Peter Phipps
- Full name: Peter Joseph Phipps
- Date of birth: 22 April 1933
- Place of birth: Batavia, Java, Dutch East Indies
- Date of death: 26 May 2017 (aged 84)
- School: Barker College
- Notable relative(s): Jim Phipps (brother)

Rugby union career
- Position(s): Utility back

Provincial / State sides
- Years: Team / Apps / (Points)
- 1955–56: New South Wales / 2 / (6)

International career
- Years: Team / Apps / (Points)
- 1955: Australia

= Peter Phipps (rugby union) =

Peter Joseph Phipps (22 April 1933 – 26 May 2017) was an Australian international rugby union player.

Born in Batavia, Dutch East Indies, Phipps was the youngest of four brothers to play first grade for Gordon, and one of two to represent the Wallabies, along with centre Jim Phipps. He attended Sydney's Barker College, where in addition to rugby he excelled in athletics, before undertaking further studies at Hawkesbury Agricultural College.

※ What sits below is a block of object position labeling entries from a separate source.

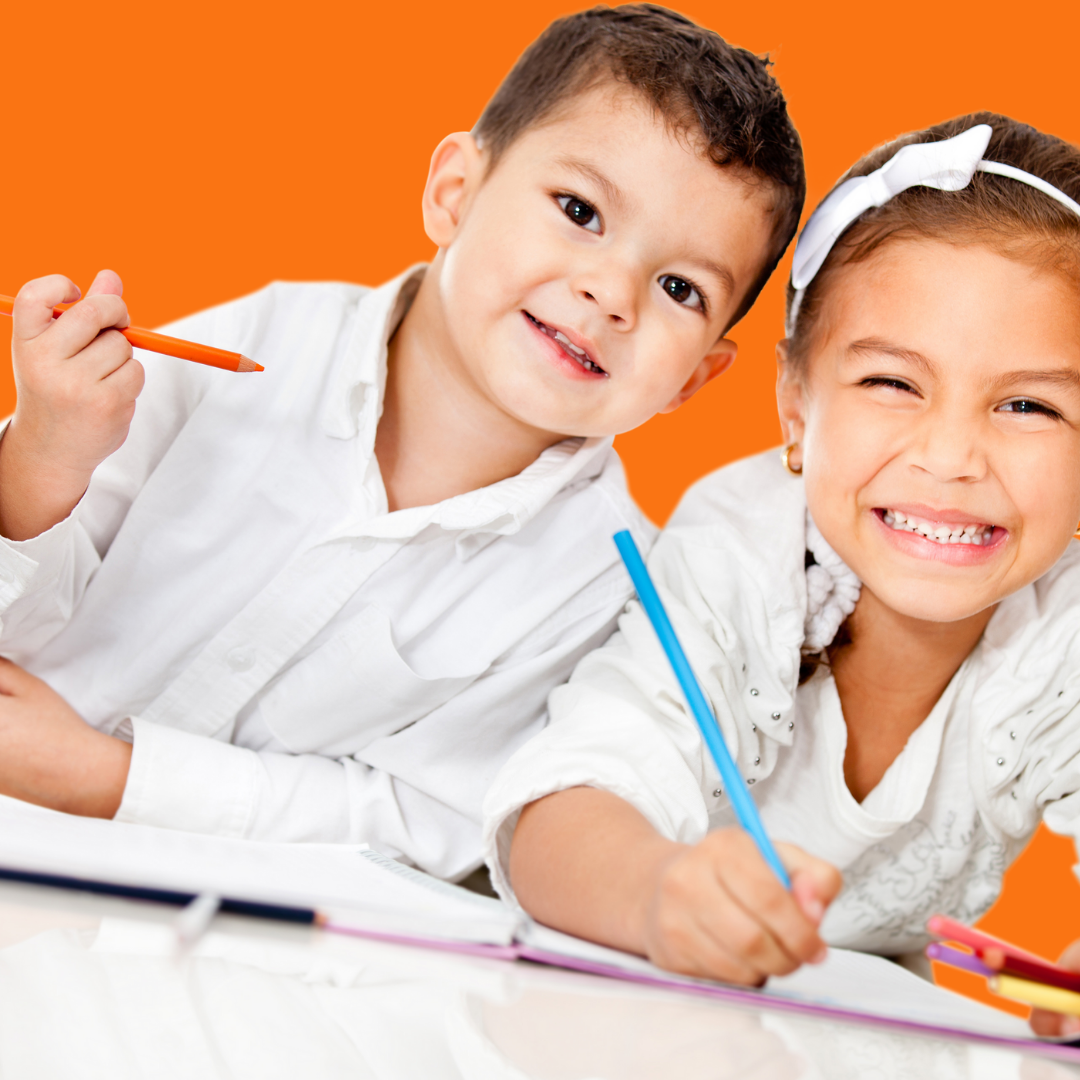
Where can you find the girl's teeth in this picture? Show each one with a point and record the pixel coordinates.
(977, 535)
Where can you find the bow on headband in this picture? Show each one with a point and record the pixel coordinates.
(947, 165)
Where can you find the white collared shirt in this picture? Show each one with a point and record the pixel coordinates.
(999, 752)
(293, 661)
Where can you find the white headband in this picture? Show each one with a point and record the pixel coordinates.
(947, 165)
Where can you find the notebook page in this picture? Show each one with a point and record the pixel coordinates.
(348, 880)
(852, 982)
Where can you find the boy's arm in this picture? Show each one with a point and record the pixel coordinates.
(77, 382)
(585, 862)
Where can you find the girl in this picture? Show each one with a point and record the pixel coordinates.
(885, 618)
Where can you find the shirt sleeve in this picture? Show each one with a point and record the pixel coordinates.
(415, 794)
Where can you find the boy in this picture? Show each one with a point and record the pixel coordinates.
(361, 571)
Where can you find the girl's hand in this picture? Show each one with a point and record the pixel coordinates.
(586, 862)
(77, 385)
(718, 912)
(1047, 1023)
(49, 755)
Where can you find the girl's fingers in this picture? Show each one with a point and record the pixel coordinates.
(748, 879)
(740, 934)
(811, 878)
(34, 305)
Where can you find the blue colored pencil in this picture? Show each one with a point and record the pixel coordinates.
(741, 800)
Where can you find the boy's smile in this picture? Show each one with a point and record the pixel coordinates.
(590, 275)
(941, 416)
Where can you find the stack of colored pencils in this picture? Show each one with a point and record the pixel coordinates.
(1009, 971)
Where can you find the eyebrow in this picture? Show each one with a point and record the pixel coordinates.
(610, 189)
(879, 346)
(1058, 377)
(613, 193)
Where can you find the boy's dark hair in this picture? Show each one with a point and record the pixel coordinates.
(1008, 215)
(694, 79)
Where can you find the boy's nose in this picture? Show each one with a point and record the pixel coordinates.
(613, 292)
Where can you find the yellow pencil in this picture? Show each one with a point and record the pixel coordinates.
(1037, 994)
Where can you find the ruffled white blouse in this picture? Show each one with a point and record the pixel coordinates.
(999, 752)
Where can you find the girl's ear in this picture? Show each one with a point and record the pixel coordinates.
(791, 395)
(456, 172)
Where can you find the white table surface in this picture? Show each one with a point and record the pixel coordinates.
(90, 987)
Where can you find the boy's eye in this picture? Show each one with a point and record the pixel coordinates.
(1025, 406)
(580, 213)
(881, 380)
(683, 292)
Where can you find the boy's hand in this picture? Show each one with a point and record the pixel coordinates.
(49, 755)
(77, 385)
(1044, 1022)
(718, 912)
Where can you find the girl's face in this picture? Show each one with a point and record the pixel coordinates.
(939, 418)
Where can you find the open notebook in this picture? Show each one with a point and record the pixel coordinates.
(355, 890)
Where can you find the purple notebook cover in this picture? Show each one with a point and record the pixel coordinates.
(734, 994)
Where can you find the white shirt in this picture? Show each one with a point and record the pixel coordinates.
(293, 661)
(999, 751)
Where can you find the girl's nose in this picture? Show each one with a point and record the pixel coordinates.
(949, 449)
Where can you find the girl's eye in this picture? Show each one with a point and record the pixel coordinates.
(580, 213)
(682, 292)
(1027, 407)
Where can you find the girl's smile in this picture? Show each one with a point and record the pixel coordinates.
(946, 536)
(937, 412)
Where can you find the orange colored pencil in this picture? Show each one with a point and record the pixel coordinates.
(166, 346)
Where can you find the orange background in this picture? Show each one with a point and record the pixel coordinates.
(203, 149)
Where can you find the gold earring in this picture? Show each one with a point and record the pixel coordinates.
(786, 459)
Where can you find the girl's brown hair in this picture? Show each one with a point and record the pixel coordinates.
(1008, 215)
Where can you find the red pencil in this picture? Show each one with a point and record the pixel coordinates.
(166, 346)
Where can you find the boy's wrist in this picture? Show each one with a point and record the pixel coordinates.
(97, 786)
(36, 494)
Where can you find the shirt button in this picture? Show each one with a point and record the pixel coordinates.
(241, 660)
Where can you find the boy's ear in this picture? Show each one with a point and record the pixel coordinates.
(457, 169)
(791, 395)
(716, 362)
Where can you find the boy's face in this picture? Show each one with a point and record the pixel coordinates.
(588, 279)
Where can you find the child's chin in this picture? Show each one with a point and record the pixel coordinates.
(931, 601)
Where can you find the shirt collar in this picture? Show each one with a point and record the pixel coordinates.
(503, 508)
(355, 397)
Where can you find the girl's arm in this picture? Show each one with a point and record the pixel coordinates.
(586, 862)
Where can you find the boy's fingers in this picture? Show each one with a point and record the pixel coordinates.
(79, 325)
(108, 282)
(35, 302)
(106, 354)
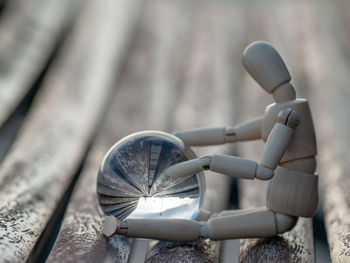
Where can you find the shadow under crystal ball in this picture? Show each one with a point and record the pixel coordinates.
(131, 182)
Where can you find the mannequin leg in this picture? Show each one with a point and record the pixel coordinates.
(252, 223)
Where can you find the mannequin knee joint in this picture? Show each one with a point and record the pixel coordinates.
(284, 222)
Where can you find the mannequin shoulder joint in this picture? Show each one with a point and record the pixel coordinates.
(288, 117)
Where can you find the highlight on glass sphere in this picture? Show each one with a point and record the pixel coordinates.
(131, 182)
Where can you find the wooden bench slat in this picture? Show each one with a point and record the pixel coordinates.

Phipps, primarily an inside centre, got a chance to play beside his brother Jim in the Wallabies side when he was selected for their 1955 tour of New Zealand, on the back of a two-try performance for New South Wales against Queensland. He played four uncapped tour matches and was due to play the second Test at Carisbrook, until a tour ending knee injury forced his withdrawal. In 1957, Phipps retired from rugby after it was discovered he had two broken vertebrae in his lower spine, a result of an injury the previous year while competing for Gordon.